How do we know what is deserving of our energy?  How do we know the good idea to say yes to, and which good ideas to say no to?

Certainly, if we are looking to innovate, we need to be clear on what to innovate.   By definition an innovation is new… a new method, a new tool, a new idea, a new product.  By definition an innovation is also better, that is, is intrinsically more good or brings into being more good than the present method, tool, idea, or product produces.  We’re going to set aside practical arguments about tradeoffs, such as trading ease of writing business letters with AI for the skill and ability to express creativity and passion in those letters.

I propose that by listening to the noise we can discover what people are worried about, what they’re stressed over, what’s scary in their lives.  I think the noise – captured in particular, but listened to in general – gives us a kind of feel of the people, of the crowd, of the challenge and suffering that people are facing.  It takes a lot of listening for a technology company to know the pain points of today’s tool that should be solved by tomorrow’s solution.

I like to take a step back and listen with reverence to the noise.  I read local and national newspapers.  I pick up trade journals for my industry and pay attention to forecasts and focus articles.  I make time to scroll through LinkedIn bios and posts, all in an effort to feel the market, to feel the noise.

Are people afraid?  Are they excited?  Are they expectant?  Are they hopeful?

What does this article from this paper have to do with that interview in that magazine?  What doesn’t feel right about the current situation?  What feels good, real good, true and proper?

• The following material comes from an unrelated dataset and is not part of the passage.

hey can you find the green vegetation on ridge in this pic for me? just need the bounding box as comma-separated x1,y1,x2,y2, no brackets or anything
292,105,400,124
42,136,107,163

Sure.  We have to be careful not to get sucked into the details of one article or another at times.  Especially once we know what we’re working on and we’re clear on our telos, our goal, our purpose.  Once we have our telos, our end in sight, we can focus on it and “close the mechanism” (a quote from For Love Of The Game, a baseball romance).

But it pays to listen to the noise!  To listen for the suffering to relieve, or the joy to amplify.

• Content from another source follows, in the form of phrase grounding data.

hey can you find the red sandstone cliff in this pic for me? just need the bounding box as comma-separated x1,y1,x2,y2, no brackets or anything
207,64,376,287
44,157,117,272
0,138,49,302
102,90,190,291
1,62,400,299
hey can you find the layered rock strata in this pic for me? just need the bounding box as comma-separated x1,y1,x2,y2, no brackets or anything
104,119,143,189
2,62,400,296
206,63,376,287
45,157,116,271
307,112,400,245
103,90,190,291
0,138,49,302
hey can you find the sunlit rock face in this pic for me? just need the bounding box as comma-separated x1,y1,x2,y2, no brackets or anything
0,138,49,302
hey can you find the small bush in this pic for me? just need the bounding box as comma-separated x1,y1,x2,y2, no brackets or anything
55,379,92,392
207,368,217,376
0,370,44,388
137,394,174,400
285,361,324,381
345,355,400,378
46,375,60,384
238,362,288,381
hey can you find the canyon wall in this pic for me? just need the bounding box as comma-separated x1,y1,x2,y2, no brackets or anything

I think we’ll find, like we’re finding now, that we innovated ourselves away from some of the intrinsically good things in life… quiet, community, physical connection.  Maybe when Steve said “no to the hundred other good ideas that there are” he said “no” to naturally, intrinsically good values like quiet, community, and physical connection in order to amplify an innovated values like notification, automation, and remote connection.

It almost sounds like his focus brought us more noise.